#Querying tables

> Objectives:
> * Compare queries of tabular data for **in-memory** containers
> * Compare sizes and times for those

In [None]:
from ipython_memwatcher import MemWatcher
mw = MemWatcher()
mw.start_watching_memory()

In [None]:
import os
dset = 'movielens-1m'
fdata = os.path.join(dset, 'ratings.dat.gz')
fitem = os.path.join(dset, 'movies.dat')

In [None]:
import pandas as pd
# pass in column names for each CSV
r_cols = ['user_id', 'movie_id', 'rating', 'unix_timestamp']
ratings = pd.read_csv(fdata, sep=';', names=r_cols, compression='gzip')

m_cols = ['movie_id', 'title', 'genres']
movies = pd.read_csv(fitem, sep=';', names=m_cols,
                     dtype={'title': object, 'genres': object})

In [None]:
lens = pd.merge(movies, ratings)

In [None]:
print(lens[:10])
lens.info()

In [None]:
size_pandas = lens.memory_usage().sum(index=True) / 2**20.
size_pandas

In [None]:
result = lens.query("(title == 'Tom and Huck (1995)') & (rating == 5)")['user_id']
t = %timeit -o lens.query("(title == 'Tom and Huck (1995)') & (rating == 5)")['user_id']
result

In [None]:
qtime_pandas = t.best

##Use a compressed in-memory container via `bcolz`

In [None]:
import bcolz
bcolz.print_versions()
bcolz.defaults.cparams['cname'] = 'lz4'
bcolz.defaults.cparams['clevel'] = 5
bcolz.set_nthreads(4)

In [None]:
zlens = bcolz.ctable.fromdataframe(lens)

Sometimes the memory reported as used is too much biased (don't know why), so let's repeat the operation, but using a different container:

In [None]:
zlens2 = bcolz.ctable.fromdataframe(lens)

In [None]:
size_bcolz = zlens.cbytes / 2**20

In [None]:
zlens

In [None]:
size_pandas / size_bcolz

We can see that the space taken by a bcolz container is around 7x smaller (!) than a pandas one.

### Excercise

Why do you think that the number of uncompressed bytes (nbytes) that the ctable reports is 3x more than pandas (153 MB vs 54 MB)?

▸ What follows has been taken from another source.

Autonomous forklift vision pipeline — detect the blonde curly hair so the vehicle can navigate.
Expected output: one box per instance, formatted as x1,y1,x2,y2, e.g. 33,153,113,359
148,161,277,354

*Hint:* Pandas stores the string columns in NumPy containers with 'object' dtype whereas bcolz uses the equivalent to NumPy's 'string' objects.

In [None]:
# Querying a bcolz dataset
resultz = [(r.nrow__, r.user_id) for r in zlens.where("(title == b'Tom and Huck (1995)') & (rating == 5)", outcols=['nrow__', 'user_id'])]
t = %timeit -o [(r.nrow__, r.user_id) for r in zlens.where("(title == b'Tom and Huck (1995)') & (rating == 5)", outcols=['nrow__', 'user_id'])]

In [None]:
qtime_bcolz = t.best

In [None]:
qtime_pandas / qtime_bcolz

We see that bcolz containers, besides being in compressed state, provide ~2x faster query times than pandas

In [None]:
# Sanity check (always check for your results!)
print("results with pandas Dataframe:", result)
print("results with bcolz ctable:", resultz)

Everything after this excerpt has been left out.